6.  Bürgerversammlungen
Wie in jedem Jahr haben wir auch in diesem Jahr wieder Bürgerversammlungen in den Stadtteilen und in Westerburg durchgeführt. Während die Bürgerversammlungen in den Stadtteilen Gershasen und Sainscheid sehr gut besucht waren, so war die Resonanz in Wengenroth und in Westerburg leider sehr gering. Natürlich könnte man diese geringe Resonanz so deuten, dass es wenig Beanstandungen und Kritik gibt. Dies kann ich mir  jedoch nicht vorstellen. Daher bitte ich noch einmal eindringlich, von den Bürgerversammlungen Gebrauch zu machen. Natürlich steht das Rathaus jederzeit jedem offen, um persönliche Anliegen oder Verbesserungsvorschläge vorbringen zu können.

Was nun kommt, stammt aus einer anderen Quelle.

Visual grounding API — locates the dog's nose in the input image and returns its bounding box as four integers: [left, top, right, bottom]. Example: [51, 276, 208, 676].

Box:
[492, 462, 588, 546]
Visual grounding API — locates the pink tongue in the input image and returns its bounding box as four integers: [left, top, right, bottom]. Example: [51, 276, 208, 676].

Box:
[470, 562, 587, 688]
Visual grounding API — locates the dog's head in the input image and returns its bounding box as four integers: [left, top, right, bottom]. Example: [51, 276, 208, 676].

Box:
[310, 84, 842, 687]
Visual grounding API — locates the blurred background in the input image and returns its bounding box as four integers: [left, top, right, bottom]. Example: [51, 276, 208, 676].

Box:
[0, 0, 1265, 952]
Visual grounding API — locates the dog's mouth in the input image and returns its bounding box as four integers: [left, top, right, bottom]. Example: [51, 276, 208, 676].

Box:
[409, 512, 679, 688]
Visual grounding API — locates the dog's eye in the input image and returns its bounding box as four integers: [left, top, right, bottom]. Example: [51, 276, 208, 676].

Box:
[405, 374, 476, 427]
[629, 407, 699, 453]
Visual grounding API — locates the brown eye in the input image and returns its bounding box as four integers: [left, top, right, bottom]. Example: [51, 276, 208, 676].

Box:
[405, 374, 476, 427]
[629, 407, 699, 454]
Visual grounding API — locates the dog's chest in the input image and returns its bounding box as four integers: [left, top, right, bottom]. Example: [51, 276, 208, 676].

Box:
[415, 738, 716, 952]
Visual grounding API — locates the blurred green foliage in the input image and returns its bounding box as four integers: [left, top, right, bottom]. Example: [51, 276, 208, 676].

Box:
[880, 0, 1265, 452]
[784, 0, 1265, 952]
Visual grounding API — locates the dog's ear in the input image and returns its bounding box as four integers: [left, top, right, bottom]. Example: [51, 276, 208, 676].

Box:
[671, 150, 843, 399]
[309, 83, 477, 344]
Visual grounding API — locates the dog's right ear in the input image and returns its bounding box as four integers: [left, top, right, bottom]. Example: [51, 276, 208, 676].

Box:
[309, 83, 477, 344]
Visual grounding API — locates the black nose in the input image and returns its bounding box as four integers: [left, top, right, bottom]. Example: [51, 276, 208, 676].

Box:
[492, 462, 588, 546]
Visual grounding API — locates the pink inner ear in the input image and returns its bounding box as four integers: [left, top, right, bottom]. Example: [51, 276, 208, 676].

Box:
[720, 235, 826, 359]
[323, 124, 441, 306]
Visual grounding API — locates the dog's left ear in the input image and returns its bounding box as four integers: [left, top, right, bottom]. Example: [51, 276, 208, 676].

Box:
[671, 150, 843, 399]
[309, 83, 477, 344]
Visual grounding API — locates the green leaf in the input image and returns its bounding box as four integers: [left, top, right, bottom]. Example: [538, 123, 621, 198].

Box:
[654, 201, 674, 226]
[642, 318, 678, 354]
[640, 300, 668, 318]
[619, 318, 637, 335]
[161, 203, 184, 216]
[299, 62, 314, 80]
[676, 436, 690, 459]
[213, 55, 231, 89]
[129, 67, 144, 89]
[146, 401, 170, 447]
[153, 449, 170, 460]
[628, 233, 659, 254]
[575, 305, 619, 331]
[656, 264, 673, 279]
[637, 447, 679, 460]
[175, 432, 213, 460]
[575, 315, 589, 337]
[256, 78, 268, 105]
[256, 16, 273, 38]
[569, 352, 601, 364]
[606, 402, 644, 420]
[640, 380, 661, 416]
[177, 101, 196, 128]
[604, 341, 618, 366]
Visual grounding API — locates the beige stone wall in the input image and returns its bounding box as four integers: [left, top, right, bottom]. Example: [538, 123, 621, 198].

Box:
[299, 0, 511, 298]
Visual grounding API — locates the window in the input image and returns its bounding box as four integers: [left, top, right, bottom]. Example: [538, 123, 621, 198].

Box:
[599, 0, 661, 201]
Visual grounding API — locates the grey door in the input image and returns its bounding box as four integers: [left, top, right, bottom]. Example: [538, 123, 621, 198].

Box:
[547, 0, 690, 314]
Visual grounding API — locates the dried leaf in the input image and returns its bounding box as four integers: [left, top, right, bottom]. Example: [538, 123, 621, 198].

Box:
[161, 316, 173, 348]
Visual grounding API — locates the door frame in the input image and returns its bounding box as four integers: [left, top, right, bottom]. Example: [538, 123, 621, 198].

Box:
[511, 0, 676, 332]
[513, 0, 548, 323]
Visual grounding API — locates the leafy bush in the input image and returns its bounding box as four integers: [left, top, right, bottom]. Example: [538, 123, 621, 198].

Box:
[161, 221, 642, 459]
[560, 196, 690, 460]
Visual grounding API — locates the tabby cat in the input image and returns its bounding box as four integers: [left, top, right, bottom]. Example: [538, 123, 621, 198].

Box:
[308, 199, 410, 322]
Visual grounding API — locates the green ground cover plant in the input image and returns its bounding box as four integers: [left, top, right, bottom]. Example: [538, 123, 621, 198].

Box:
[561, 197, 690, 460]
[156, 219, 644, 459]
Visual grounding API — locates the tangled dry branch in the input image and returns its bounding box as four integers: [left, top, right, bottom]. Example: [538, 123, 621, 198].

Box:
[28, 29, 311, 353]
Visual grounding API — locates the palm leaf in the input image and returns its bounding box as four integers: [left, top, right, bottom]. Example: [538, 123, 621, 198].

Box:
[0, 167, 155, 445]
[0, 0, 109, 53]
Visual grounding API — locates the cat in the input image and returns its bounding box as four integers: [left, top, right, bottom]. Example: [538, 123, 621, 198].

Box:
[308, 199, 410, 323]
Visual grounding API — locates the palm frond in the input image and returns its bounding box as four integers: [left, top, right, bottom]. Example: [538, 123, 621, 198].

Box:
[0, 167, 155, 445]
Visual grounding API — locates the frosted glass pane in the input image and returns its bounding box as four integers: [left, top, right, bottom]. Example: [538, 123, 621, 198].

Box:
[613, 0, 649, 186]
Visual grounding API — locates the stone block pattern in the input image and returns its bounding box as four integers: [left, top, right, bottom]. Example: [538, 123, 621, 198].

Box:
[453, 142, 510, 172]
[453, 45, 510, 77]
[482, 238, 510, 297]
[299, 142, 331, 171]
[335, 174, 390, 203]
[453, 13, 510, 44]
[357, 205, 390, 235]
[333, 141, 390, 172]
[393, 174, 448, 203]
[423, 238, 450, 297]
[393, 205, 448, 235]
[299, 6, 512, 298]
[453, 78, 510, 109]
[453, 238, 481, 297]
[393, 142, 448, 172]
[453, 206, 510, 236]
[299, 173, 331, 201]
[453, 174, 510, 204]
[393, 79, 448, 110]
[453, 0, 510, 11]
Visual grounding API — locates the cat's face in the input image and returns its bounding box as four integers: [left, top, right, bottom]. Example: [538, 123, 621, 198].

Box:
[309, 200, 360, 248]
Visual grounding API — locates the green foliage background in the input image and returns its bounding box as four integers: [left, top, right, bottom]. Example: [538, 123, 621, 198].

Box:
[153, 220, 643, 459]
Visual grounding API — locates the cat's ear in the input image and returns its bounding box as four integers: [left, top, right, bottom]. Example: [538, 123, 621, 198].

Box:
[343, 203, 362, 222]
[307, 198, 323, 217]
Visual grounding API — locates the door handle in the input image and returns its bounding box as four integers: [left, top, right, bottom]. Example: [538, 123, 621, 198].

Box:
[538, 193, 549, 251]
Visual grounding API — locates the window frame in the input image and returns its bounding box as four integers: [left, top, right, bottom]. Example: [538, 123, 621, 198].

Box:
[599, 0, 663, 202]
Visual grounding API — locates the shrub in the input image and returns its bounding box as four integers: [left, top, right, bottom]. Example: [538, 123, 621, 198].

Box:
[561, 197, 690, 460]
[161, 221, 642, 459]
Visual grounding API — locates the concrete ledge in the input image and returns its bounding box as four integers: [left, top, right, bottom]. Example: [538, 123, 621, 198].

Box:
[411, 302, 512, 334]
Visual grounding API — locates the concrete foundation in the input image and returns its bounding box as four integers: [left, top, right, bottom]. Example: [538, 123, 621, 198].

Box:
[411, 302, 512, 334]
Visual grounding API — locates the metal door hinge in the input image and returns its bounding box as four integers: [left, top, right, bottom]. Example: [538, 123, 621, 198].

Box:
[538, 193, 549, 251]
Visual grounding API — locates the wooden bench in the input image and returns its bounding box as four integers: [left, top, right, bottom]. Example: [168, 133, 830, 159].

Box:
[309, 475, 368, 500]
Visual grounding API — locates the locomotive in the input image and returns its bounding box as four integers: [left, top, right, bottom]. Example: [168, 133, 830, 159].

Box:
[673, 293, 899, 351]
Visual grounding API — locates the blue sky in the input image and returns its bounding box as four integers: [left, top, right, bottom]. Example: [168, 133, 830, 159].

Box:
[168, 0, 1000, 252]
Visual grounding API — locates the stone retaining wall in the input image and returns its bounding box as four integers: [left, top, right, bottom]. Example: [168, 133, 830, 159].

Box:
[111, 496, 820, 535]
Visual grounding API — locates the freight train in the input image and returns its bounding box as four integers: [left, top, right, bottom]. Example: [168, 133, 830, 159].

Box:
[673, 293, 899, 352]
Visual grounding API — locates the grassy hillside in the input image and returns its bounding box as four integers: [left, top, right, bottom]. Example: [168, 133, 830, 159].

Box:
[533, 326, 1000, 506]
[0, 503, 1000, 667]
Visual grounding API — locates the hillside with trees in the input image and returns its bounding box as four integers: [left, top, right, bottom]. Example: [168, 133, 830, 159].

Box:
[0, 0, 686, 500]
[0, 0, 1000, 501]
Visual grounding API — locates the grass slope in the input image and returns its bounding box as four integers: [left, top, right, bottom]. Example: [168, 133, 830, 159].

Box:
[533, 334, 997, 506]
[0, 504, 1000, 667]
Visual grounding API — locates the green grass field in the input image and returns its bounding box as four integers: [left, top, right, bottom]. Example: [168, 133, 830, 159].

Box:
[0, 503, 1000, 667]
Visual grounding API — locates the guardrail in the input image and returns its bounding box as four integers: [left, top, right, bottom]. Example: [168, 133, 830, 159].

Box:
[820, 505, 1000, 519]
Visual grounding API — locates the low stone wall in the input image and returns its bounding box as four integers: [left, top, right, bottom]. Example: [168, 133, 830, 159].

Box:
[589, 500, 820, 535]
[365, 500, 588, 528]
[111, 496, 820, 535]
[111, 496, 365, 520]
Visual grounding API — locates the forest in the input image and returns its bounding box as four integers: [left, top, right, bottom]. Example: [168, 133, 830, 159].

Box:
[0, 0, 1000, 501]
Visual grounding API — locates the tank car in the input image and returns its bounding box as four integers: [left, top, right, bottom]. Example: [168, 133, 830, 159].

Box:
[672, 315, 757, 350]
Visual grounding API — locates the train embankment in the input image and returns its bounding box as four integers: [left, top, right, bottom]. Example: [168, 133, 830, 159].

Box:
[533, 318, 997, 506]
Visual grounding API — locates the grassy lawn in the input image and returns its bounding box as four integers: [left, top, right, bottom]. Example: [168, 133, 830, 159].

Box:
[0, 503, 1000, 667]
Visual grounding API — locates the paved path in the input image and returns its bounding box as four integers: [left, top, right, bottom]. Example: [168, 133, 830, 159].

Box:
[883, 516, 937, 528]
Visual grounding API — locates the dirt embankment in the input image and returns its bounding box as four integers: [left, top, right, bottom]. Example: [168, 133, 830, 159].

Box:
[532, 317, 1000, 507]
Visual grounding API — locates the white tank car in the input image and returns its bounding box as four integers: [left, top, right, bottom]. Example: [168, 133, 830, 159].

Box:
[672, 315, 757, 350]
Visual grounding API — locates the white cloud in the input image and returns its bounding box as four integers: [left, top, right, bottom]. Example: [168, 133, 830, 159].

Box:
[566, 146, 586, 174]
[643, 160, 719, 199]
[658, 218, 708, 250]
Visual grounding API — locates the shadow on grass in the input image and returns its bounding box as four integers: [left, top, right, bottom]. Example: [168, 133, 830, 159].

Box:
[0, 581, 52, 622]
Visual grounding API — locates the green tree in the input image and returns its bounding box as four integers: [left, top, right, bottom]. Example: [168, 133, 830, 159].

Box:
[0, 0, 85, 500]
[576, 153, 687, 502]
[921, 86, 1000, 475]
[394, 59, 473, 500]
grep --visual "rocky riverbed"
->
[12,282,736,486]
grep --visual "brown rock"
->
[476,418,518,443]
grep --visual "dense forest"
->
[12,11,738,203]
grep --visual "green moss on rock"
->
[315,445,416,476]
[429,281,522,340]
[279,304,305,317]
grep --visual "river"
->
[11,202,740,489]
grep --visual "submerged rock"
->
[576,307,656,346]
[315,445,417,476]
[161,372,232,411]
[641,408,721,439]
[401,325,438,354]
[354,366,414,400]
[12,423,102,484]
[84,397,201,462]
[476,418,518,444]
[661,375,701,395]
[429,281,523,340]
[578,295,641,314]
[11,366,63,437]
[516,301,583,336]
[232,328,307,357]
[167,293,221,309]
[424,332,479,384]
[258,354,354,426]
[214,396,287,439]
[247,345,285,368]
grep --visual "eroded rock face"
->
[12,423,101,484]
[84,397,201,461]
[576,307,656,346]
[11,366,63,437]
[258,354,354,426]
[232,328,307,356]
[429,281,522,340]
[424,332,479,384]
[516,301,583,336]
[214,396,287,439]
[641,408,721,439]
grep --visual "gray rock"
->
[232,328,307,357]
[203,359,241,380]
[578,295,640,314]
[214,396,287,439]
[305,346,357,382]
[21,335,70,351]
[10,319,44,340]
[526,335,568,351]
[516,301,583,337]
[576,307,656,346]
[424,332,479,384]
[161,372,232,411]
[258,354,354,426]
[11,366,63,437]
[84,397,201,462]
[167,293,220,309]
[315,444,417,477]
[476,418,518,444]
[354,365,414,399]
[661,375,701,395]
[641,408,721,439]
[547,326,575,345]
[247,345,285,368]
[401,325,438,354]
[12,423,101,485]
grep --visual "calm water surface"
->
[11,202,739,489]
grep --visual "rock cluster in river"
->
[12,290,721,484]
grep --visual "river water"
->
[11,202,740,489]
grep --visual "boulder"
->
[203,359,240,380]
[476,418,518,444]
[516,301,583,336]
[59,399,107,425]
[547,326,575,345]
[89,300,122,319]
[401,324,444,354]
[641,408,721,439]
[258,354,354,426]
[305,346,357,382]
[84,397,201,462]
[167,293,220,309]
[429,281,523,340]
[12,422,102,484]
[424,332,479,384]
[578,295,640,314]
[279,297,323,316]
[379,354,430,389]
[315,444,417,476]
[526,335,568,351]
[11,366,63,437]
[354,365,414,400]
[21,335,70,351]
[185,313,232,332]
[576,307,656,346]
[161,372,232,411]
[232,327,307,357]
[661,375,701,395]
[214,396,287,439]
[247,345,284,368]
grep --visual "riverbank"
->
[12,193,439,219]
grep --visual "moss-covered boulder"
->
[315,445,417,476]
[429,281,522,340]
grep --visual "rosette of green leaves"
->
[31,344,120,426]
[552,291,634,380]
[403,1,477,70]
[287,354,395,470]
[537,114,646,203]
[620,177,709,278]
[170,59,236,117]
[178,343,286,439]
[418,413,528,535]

7. Medizinisches Versorgungszentrum
Zum 1.10. wird das Dernbacher Krankenhaus in der ehemaligen Gemeinschaftspraxis Salamon-Janssen in der Neustraße den Startschuss für das MVZ geben. Zunächst ist vorgesehen, dass dort zwei Allgemeinmediziner ihren Dienst verrichten. Mittelfristig ist ein Neubau geplant, in dem dann vor allem auch eine Facharztversorgung vorgehalten werden soll. Derzeit laufen die Verhandlungen  und es werden verschiedene Standortvarianten diskutiert. Eine Verhandlungskommission, vertreten durch die Bürgermeister der Verbandsgemeinde und der Stadt sowie den jeweiligen Beigeordneten wird hierzu eine entsprechende Vorlage erstellen, die dann sicherlich auch im nächsten Stadtrat diskutiert werden kann. Die ärztliche Versorgung der Stadt und der gesamten Region ist eine der wichtigsten Aufgaben, der wir uns stellen müssen. Unsere Bevölkerung wird glücklicherweise immer älter. Daher brauchen wir eine gute vernünftige medizinische Versorgung. Es ist unsere Pflicht, in dem Bereich alle Anstrengungen zu unternehmen, damit diese Versorgung auch bei uns hier in der Fläche gewährleistet wird.